See 3 finalists for new public art installation at Meadowbrook Park in Prairie Village — and vote on which one you like

Meadowbrook Park public art

There are three design proposals for a $95,000 permanent public art installation at Prairie Village's Meadowbrook Park — and the public input period ends on Friday, Oct. 22. File photo.

Johnson County Parks and Recreation District is seeking public input on a public art installation at Meadowbrook Park in Prairie Village.

The 136-acre park at 9101 Nall Avenue is on the verge of getting a large-scale, $95,000 permanent art piece — part of the master plan since before the park’s inception in 2018.

JCPRD made a national call for artists to submit designs earlier this year and received 146 applications.

Artists were asked to consider the following when designing the proposed piece, as outlined by JCPRD’s website:

  • How it would “support the overarching goals for the public art program” by “creating an interactive, immersive and inclusive experience.”
  • Complement Meadowbrook Park’s uses, work at a human scale and appeal to a wide audience.
  • Contribute to the park’s identity “as a place to experience art, play and nature,” as well as complement the park’s design.

An art selection committee of artists and community members whittled down the list to three design options.

Now, JCPRD is seeking public input on which of the three finalists should be chosen for an installation.

Public input can be provided online here until Friday, Oct. 22.

Below are descriptions of each option — two of which are centered around sunflowers — as outlined on JCPRD’s website.

“Three Sunflowers” by DiBari and Associates

"Three Sunflowers" proposal
“Three Sunflowers” proposal.

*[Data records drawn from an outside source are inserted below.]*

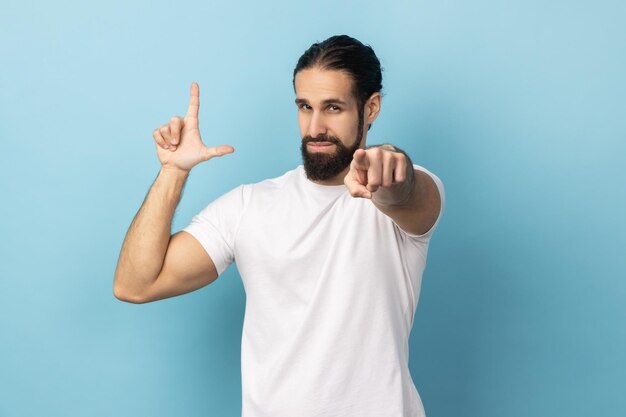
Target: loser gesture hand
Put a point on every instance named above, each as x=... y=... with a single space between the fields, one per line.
x=179 y=144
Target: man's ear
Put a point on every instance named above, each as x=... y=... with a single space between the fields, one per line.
x=372 y=108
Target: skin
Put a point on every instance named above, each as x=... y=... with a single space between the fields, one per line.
x=154 y=264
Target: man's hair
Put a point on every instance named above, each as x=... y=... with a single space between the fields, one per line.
x=347 y=54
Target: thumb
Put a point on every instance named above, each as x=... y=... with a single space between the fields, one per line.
x=217 y=151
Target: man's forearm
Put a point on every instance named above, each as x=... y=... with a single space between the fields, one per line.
x=148 y=236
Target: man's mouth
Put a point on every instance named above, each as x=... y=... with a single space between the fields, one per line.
x=320 y=146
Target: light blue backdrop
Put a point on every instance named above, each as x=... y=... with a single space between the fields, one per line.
x=519 y=106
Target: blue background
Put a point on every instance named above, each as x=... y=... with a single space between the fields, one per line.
x=519 y=106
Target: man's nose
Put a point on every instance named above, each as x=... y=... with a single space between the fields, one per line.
x=317 y=125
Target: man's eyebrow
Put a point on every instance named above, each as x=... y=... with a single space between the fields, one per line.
x=325 y=102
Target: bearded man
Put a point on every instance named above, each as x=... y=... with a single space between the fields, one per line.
x=331 y=254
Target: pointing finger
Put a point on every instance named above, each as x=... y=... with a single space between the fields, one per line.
x=175 y=124
x=218 y=151
x=194 y=101
x=360 y=159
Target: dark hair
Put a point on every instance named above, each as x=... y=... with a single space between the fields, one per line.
x=347 y=54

Image courtesy JCPRD.

This design — one of two finalists centered around a sunflower theme — features three sunflowers made out of powder-coated aluminum. A piece of the sunflowers are made of textured glass to allow it to capture sunlight and project “a subtle ray of colored light that will travel through the sunflowers,” according to JCPRD’s website.

Patrons will be able to manually spin the flower petals to face the light. LED lights at the center of the flowers will be used to continue the sunlight effect at night.

DiBari and Associates, a Miami-based art design firm, says sunflowers “represent vitality, longevity, positivity and happiness,” according to their application.

The piece is also inspired by famed Dutch artist Vincent Van Gogh, who often painted sunflower themes.

“Gateway” by Amie Jacobsen Art and Design

"Gateway" proposal
“Gateway” design proposal. Image courtesy JCPRD.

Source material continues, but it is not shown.